Dreame Technology Co., Ltd.
- Type: Private
- Industry: Home appliances
- Founded: 2017
- Founder: Yu Hao (CEO)
- Headquarters: Suzhou
- Area served: Worldwide
- Products: household cleaning and personal care appliances
- Website: www.dreametech.com

= Dreame Technology =

Chinese appliance manufacturer

Dreame Technology (追觅科技; /en/; referred to simply as Dreame), with the full name Dreame Technology Co., Ltd., also known as Dreametech, is a Chinese consumer electronics manufacturer founded by Yu Hao in 2017. Its main products include cordless vacuums, scrubbers, hair dryers, robotic lawn mowers, and robot vacuum cleaners and mops. The company specializes in the production of vacuum cleaners. In addition, it owns and operates an app called Dreamehome.

Outside of China, Dreame products are available in overseas markets such as Malaysia, Australia, and the US. After its establishment, the company was backed by Xiaomi, Yunfeng Capital, and Shunwei Capital. In October 2021, it raised $563 million in a Series C funding round.

==History==
Founder Yu Hao started "Sky Workshop" a student-run aerospace makerspace at Tsinghua University in 2009. The project earned a sponsorship from Boeing, leading Yu to form Dreame in Suzhou in 2015. In December 2018, the firm launched its first product, the V9 stick vacuum in collaboration with Xiaomi. In 2019, Dreame ended its partnership with Xiaomi to release its own line of robot vacuums.

In 2020, Dreame developed a 150,000-rpm digital motor. In August, it secured an investment from IDG Capital. In December, its Suzhou smart factory started operations.

In October 2021, Dreame reached a partnership with Borussia Dortmund.
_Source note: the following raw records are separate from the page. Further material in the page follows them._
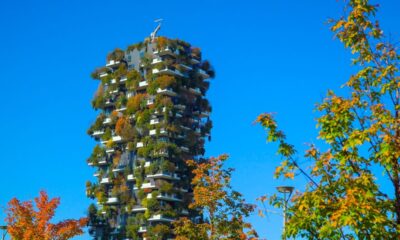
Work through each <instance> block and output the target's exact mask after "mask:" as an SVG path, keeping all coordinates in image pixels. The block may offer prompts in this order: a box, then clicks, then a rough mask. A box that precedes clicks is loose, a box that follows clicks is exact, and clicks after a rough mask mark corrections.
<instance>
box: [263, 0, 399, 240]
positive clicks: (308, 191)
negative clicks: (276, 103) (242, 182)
mask: <svg viewBox="0 0 400 240" xmlns="http://www.w3.org/2000/svg"><path fill="white" fill-rule="evenodd" d="M345 5H346V7H345V15H344V16H343V17H342V18H340V19H336V20H331V24H332V27H331V30H332V31H333V32H334V33H335V36H336V37H337V38H338V39H339V40H340V41H341V42H342V43H343V44H344V46H345V47H346V48H348V49H350V50H351V52H352V53H353V55H354V59H353V63H354V65H356V68H357V70H358V72H357V73H356V74H354V75H353V76H351V77H350V79H349V80H348V81H347V83H346V84H345V86H346V88H347V89H348V94H347V95H346V96H339V95H337V94H335V93H334V92H333V91H329V92H328V94H327V97H326V98H325V99H324V100H323V102H322V103H321V104H319V105H318V107H317V110H318V111H319V112H320V117H319V118H318V120H317V122H318V124H317V126H318V127H319V138H320V139H321V140H323V141H324V142H325V143H326V145H325V146H322V147H317V146H316V145H310V148H309V149H308V150H307V151H306V152H305V155H304V156H305V158H309V159H311V162H312V165H311V166H310V167H309V168H301V167H300V166H299V164H298V163H297V162H296V161H295V159H296V156H295V154H296V151H295V148H294V146H293V145H290V144H289V143H287V141H286V138H285V134H284V133H283V132H282V131H281V130H279V129H278V125H277V123H276V121H275V120H274V117H273V116H272V115H271V114H262V115H260V116H259V117H258V119H257V121H258V122H259V123H260V124H261V125H262V126H264V127H265V129H266V130H267V134H268V138H267V140H268V141H270V142H277V143H278V153H279V154H280V155H281V156H282V157H283V161H282V163H281V165H280V166H279V167H277V169H276V173H275V175H276V176H277V177H280V176H282V177H288V178H293V177H294V176H295V175H297V174H298V173H300V174H303V175H305V176H306V177H307V178H308V179H309V182H310V183H309V184H308V186H307V187H306V189H305V191H303V192H298V193H296V194H295V195H294V196H293V198H292V205H291V207H290V208H289V209H288V213H289V221H288V223H287V225H286V234H285V235H286V236H287V237H299V236H302V237H306V238H308V239H400V168H399V157H400V117H399V114H400V105H399V101H400V94H399V88H400V77H399V68H398V67H399V59H400V56H399V54H398V53H397V52H396V50H397V48H396V46H394V45H393V44H391V43H390V42H388V41H386V39H385V36H384V35H383V31H382V30H381V29H380V27H379V23H378V21H377V20H376V17H375V14H376V12H377V7H378V6H377V5H373V4H371V3H370V2H369V1H368V0H349V1H346V2H345ZM321 149H323V150H321ZM307 169H310V170H307ZM306 170H307V171H306ZM378 182H379V183H380V184H378ZM382 185H386V186H390V189H388V188H387V187H386V188H384V187H382ZM263 199H265V198H263ZM270 201H271V203H273V204H277V198H276V196H272V197H271V198H270Z"/></svg>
The company introduced its first robot vacuum-mop in January 2022. In September 2023, it exhibited at the IFA. In 2023, it launched Mova, a lower-end sub-brand.

==Products==

=== Automobiles ===
Dreame announced its plans of making electric vehicles in 2025; the Nebula Next 01 concept car was shown at CES 2026 alongside the Kosmera marqee. Soon after the trade show, Dreame announced its electric-powered SUV lineup, Star Motor.

In August 2026, media outlet Yicai reported that several Dreame Auto executives were actively seeking alternative employment, and a large portion of the project's workforce has been laid off. At the project's peak, the division had 700–800 employees and according to an employee the workforce had occupied ¾ of his floor in the company's office building; by the time of Yicai's visit, under ⅓ of the cubicles had not been vacated. Layoffs had started in June 2026 and reduced the employees by around 25% each wave. According to employees, only senior executives are expected to remain after the wave of layoffs beginning in August 2026. As of August 2026, the division has significant debts to pay off to several automotive suppliers.

=== Smartphones ===
In 2025, Dreame announced its smartphone line up; the first product, E1, has been registered in the European Product Registry for Energy Labelling.

=== Vacuum cleaners ===
Dreame's primary product market is vacuum cleaners. The company's first product, the V9 stick vacuum was released in December 2018 in collaboration with Xiaomi. In 2022, it released the L10S Ultra, a robot vacuum-mop.